Problem 72

Question

Find each difference. $$ \frac{9}{10}-\left(\frac{1}{8}-\frac{3}{10}\right) $$

Step-by-Step Solution

Verified

Answer

$\frac{43}{40}$

1Step 1 - Evaluate the inner expression

Start by calculating the inner expression $\frac{1}{8}-\frac{3}{10}$. To do that, you need a common denominator. The least common denominator (LCD) for 8 and 10 is 40.

2Step 2 - Convert fractions to have a common denominator

Convert $\frac{1}{8}$ and $\frac{3}{10}$ to fractions with the common denominator 40: $\frac{1}{8}=\frac{5}{40}$ and $\frac{3}{10}=\frac{12}{40}$.

3Step 3 - Subtract the fractions

Now subtract the two fractions: $\frac{5}{40}-\frac{12}{40}\rightarrow \frac{5-12}{40}=\frac{-7}{40}$. So, $\frac{1}{8}-\frac{3}{10}=\frac{-7}{40}$.

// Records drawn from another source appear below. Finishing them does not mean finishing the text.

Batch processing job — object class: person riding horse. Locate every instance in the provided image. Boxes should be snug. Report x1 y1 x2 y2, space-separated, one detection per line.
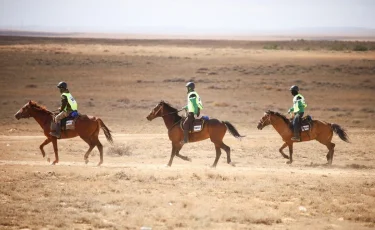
288 85 307 141
181 82 203 144
50 81 78 138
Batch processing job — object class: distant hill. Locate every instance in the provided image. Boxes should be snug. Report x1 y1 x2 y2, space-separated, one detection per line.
0 27 375 41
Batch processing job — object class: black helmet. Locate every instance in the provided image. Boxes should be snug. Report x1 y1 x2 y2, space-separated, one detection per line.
290 85 299 92
57 81 68 89
186 81 195 90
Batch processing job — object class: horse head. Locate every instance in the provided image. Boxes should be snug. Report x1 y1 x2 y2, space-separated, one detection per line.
257 111 271 130
14 101 33 120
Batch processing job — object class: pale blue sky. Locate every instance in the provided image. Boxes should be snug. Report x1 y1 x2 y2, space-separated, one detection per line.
0 0 375 33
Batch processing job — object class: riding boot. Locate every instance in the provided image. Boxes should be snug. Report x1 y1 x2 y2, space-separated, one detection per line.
291 123 301 141
291 132 301 141
184 130 189 144
49 123 61 138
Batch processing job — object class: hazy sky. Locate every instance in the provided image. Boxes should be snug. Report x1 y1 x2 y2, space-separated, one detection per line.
0 0 375 33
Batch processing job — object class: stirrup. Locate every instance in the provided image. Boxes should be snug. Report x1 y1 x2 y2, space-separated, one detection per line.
291 137 301 141
49 132 61 139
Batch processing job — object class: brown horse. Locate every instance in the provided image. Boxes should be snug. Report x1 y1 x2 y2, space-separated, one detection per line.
147 101 243 167
257 111 349 165
14 101 113 166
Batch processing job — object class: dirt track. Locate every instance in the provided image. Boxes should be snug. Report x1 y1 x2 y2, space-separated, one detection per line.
0 38 375 229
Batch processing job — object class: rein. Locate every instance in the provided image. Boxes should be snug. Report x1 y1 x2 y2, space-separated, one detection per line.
161 109 184 117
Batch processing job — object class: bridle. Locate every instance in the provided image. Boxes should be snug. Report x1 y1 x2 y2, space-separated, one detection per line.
259 114 271 127
19 107 31 118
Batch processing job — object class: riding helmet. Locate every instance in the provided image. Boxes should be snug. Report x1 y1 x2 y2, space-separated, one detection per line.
57 81 68 89
186 81 195 90
290 85 299 92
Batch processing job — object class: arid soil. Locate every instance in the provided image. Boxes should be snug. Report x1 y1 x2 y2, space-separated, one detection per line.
0 37 375 229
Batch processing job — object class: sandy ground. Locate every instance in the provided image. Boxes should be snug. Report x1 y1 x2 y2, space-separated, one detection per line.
0 38 375 229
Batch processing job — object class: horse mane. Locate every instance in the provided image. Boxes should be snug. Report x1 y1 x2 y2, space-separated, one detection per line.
266 110 290 124
161 101 182 122
29 101 53 115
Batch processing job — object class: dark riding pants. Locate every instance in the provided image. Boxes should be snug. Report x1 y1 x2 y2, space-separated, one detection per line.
184 113 194 131
293 112 304 137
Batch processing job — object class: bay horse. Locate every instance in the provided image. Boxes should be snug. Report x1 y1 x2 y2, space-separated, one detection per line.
147 101 243 168
257 110 349 165
14 101 113 166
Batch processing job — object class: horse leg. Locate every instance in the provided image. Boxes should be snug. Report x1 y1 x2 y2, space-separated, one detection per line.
326 142 336 165
279 143 289 159
81 137 95 164
286 142 293 164
220 142 236 166
167 143 176 167
39 138 52 161
52 137 59 165
175 144 191 162
211 144 221 168
96 139 103 166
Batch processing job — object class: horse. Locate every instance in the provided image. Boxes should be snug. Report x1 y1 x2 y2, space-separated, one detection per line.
257 110 349 165
147 101 243 168
14 101 113 166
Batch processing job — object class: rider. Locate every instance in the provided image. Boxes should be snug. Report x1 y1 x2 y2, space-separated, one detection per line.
181 82 203 144
288 85 307 141
50 81 78 138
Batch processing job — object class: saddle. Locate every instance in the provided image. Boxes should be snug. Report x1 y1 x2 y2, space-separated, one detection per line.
51 112 82 131
289 115 313 132
180 116 210 133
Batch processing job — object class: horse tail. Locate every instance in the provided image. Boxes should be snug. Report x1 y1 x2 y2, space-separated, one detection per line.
97 118 113 144
223 121 245 138
331 124 349 143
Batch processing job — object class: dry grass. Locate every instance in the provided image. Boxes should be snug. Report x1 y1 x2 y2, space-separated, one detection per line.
0 37 375 229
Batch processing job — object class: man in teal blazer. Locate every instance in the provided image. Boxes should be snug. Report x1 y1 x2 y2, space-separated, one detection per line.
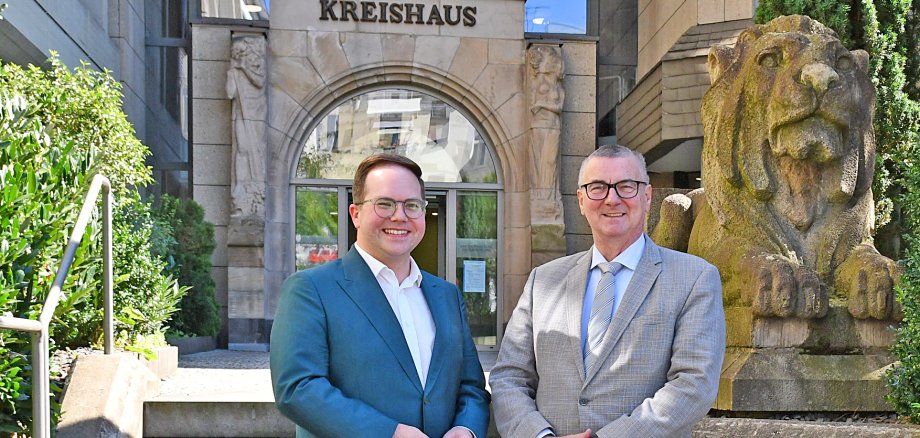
271 154 489 438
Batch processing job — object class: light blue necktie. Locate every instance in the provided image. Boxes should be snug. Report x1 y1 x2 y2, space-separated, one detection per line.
584 262 623 370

4Step 4 - Substitute back into the main expression

Substitute $\frac{-7}{40}$ back into the original expression: $\frac{9}{10}-\frac{-7}{40}$.

5Step 5 - Find a common denominator

Convert $\frac{9}{10}$ and $\frac{-7}{40}$ to fractions with the common denominator 40: $\frac{9}{10}=\frac{36}{40}$.

6Step 6 - Perform the subtraction

Now subtract the fractions: $\frac{36}{40}-\frac{-7}{40}\rightarrow \frac{36+7}{40}=\frac{43}{40}$.

7Step 7 - Simplify if needed

$\frac{43}{40}$ is already in its simplest form. Thus, the final answer is $\frac{43}{40}$.

Key Concepts

common denominatorsfraction subtractionleast common denominator

common denominators

When subtracting fractions, the first step is to find common denominators. A common denominator is a shared multiple of both denominators of the fractions you are working with. It allows you to convert the fractions so they have the same base, making the arithmetic operation much simpler.

To find a common denominator, identify the least common multiple (LCM) of the two denominators. This will be your common denominator. For example, in the exercise, converting $\frac{1}{8}$ and $\frac{3}{10}$, the LCM of 8 and 10 is 40. This is the least common denominator (LCD) and is necessary to proceed with the subtraction.

fraction subtraction

Subtracting fractions becomes straightforward once they have common denominators.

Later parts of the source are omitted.